BP: Was there a noticeable quantitative difference in mental functioning and energy levels when you were just breathing orally?
JN: It was absolutely profound. A lot of people say oh, that’s just your opinion, psychosomatic placebo. But that’s not what the machines were saying.
BP: What did you experience when you’re doing exercise and just breathing through your mouth?
JN: When you see people jogging or in the gym, it seems every single person on a stationary bike or an elliptical or jogging or lifting weights is breathing through their mouth… they’re thinking they just getting more oxygen into their body to give them more energy. But the opposite is happening here. And that’s such a contrary concept. It takes a long, took me a long time to get my head around. So, you know, I didn’t feel much of the difference, just breathing through my mouth on the stationary bike, because you can get air in very quickly through the mouth. That’s why people do it. What you want is that air to be slowed down and pressurized, though, that’s when you’re able to work most efficiently because breathing through the nose, your heart rate is going to stay lower as the intensity of your exercise increases.
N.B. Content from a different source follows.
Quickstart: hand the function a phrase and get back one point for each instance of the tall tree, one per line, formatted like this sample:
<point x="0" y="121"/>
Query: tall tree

And that’s what performance is all about; to be able to expend less energy by doing more so you can push even harder. I didn’t really notice too much of a difference in the first couple of days of switching the nasal breathing but by about the third or fourth day, things started picking up. I just noticed I could push so hard and have my heart rate stay so much lower than it would be if I was mouth breathing.
BP: I heard you mentioned something along the lines of trying to keep your respiration rate about six per minute?
JN: So, when you’re really pushing it, you can breathe 40 times 50 times a minute. I think some boxers breathe 100 times a minute when they’re just really exhausted. But I wanted to see what the point is where you could start breathing too slow, and that would be injurious to your body. So, we know that at rest, breathing at a rate of about six times per minute has pronounced vast benefits. So, the more that I was trying to breathe slower and slower, keeping my heart rate at 136, I was wondering, ‘Am I depriving my body of oxygen? How little is too little?’ I had a pulse ox on. And I was like, ‘Okay, if I’m breathing normally working out at heart rate about 136, and I’m breathing about 40 times a minute, what if I slowed it to huge breaths, six times a minute, six times less than I would otherwise, what would happen to my oxygen and what would happen to my energy? Well, my oxygen didn’t move; it actually bumped up a little bit by breathing this slow, which is so counterintuitive, but you’re operating more efficiently. The analogy I use is to imagine breathing like rowing a boat: you can row a boat across a lake and just take a zillion short strokes or you can take very fluid, slow and strong strokes.